In classic Witcher fashion (and really most open world RPG fashion) you have 300 different kinds of consumables that all do the exact same thing, have the same $ value, and weigh nothing. I remember having an inventory absolutely loaded with stuff in the Witcher games that I never used because it was almost useless. Why eat food to replenish health or buff stamina when you naturally regen health before you even get perks or cyberware, and your default stamina pool is so large you can sprint for 4 blocks before it even comes close to running out? (Combat is a different story, I know.) This game's balance is pretty weak IMO, like Fallout levels of "we care just enough to say there's a challenge in the game." Eagerly looking forward to the modding scene.

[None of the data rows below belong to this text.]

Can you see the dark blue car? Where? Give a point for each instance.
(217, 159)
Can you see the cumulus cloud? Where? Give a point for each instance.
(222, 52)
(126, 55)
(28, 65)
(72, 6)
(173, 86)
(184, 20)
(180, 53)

Performance and stability has been pretty good on high settings. No crashes so far, no real hitches in framerate even while driving.
Driving is complete ass on a keyboard, and I feel like it's best avoided. The slightest touch of the key causes the vehicle to lurch side to side like it has zero stabilization. You less drive than sort of veer side to side while on the road.
As for the city....man it's dense. So much time and effort has gone into making it visually dense as fuck. However, it is pretty empty. When you set aside all the props, all the pedestrians and all the trash to collect, there's not much going on. Reminds me very strongly of The Division which had this absolutely massive city but only a few treasures and points of interest that weren't pre-plotted Ubisoft style encounters.
On that front too....if you're skipping the main quests and only doing side quests sporadically as you work your way around, you'd be tempted to think that groups of 6 to 7 bad guys just hanging out being bad makes up 90% of the game's content. I sorta dislike how NCPD is like 'crime in progress', you roll in, and by the end, the victim is dead alongside their attackers because they just sit there in the middle of the fire fight until they ultimately get smoked. It leaves these bits feeling chaotic and, if not random, just kinda pointless. Like, it doesn't really matter that someone needs help, what matters is there's bad guys to kill and saving someone is just kind of incidental.
Mechanically.....I dunno, the loot system is kinda burdensome. So much loot. So many guns. So much junking and selling. I am however pretty tickled at the sheer variety of clothing and looks. You could probably spend 100+ hours just tracking down all the clothing to make the perfect outfit. This mostly due to the fact that there's no color or style picker that I can tell, what you get is completely random or hard coded at the vendors. So you'll see a coat or something you really like, and you'll see it like once, and then never again. Makes clothes feel like something worth chasing after.
Lastly, the references. So. Many. References. Many are subtle, but many are not. I think after making 3 Witcher games set in a stolid, straight-laced, medieval fantasy genre, the CDPR designers just kinda went apeshit with Cyberpunk. Tons and tons of lurid sexual references or content, toilet humor and tongue-in-cheek references that aren't even trying to be subtle. It's fine, I'm not bent out of shape about it or anything but they're pretty over the top. When I sit back and just think about all the art that went into making CP2077 look like a lived in world, it kinda blows my mind. How many man hours were spent designing 300 knick knacks to be on shelves so places people live and work feel believable? Pretty amazing.
All in all I'm pretty pleased and looking forward to tearing into the rest of the game.